Healthcare isn’t a sideshow to the SaaS repricing. It’s the sector where the system of memory argument matters most – because the cost of getting it wrong isn’t a lost deal or a compliance fine. It’s a patient outcome.
If you’re an investor, stop asking “which SaaS companies survive?” KeyBanc’s analysis already identified the most exposed companies – seat-based vendors without an anchor system of record. But even that framing understates the problem. The real question is who’s positioned to own the memory layer – the trust infrastructure that agents depend on. That’s the moat that matters now.
If you’re running an enterprise software stack, this is more urgent. You’re defending a position the market has already told you is losing value. The $1 trillion repricing isn’t a temporary panic. Reuters reported that the software sector’s selloff “failed to lure bargain hunters, with the dip-buying reflex that has rescued countless tech routs conspicuously absent.” That should tell you something.
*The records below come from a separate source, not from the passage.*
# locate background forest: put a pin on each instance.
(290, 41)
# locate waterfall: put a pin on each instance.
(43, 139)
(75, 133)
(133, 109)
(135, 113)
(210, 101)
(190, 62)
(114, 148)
The companies that survive aren’t the ones that store the data. They’re the ones that govern the context. The ones that can tell an agent not just what the data says, but whether the data should be trusted, who’s accountable when it’s wrong, and when the agent should stop and ask a human.
Jason Lemkin, the godfather of SaaS, wrote that this isn’t the death of SaaS – it’s the end of easy SaaS. I’d put it differently. It’s the end of confusing data custody with value creation. For twenty years, storing someone’s data in your database was enough. That era is over.
Rethink your moat. Rethink your stack. Rethink what “defensible” actually means when an agent can clone your entire competitive advantage in sixty seconds.